TLW comments on Edmund’s Short form

TLW 6 Mar 2022 5:58 UTC
1 point
Part of this is people analyzing AIs in adversarial contexts through the lens of non-adversarial contexts when they really shouldn’t be.
In a non-adversarial context, an AI that beats X 95% of the time when the top human beats X 90% of the time is often considered superhuman. And so you get people calling e.g. AlphaStar superhuman because it beat the top human.

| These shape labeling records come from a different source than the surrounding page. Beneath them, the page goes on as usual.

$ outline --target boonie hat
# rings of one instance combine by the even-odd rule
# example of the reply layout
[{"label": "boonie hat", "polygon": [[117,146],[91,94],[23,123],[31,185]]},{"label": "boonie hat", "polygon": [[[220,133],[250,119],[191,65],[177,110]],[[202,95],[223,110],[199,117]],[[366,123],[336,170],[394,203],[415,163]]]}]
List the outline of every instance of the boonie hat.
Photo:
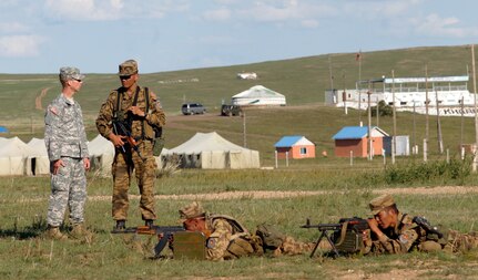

In an adversarial context, where that other 5% is in the statespace matters a lot. (E.g. if it’s in a region that can be steered towards by an opponent, that’s a problem.)
*****
(Part of this is also that the AI training is far more lenient of low-but-ahead win rates than humans are. A human will often lean towards weaker but more-resistant-to-glass-jaws strategies, especially in tournament settings. (They are trying to beat the tournament, not, strictly speaking, get the highest % of wins.))
*****
I sometimes think that the dual benchmark of ‘what’s the highest rank person X beats >40%^[1] of the time’ and ‘what’s the lowest rank person that beats X >60%^[1] of the time’ would be more useful in evaluating AI progress.
1. ^
  Semi-arbitrary numbers, don’t read too much into it.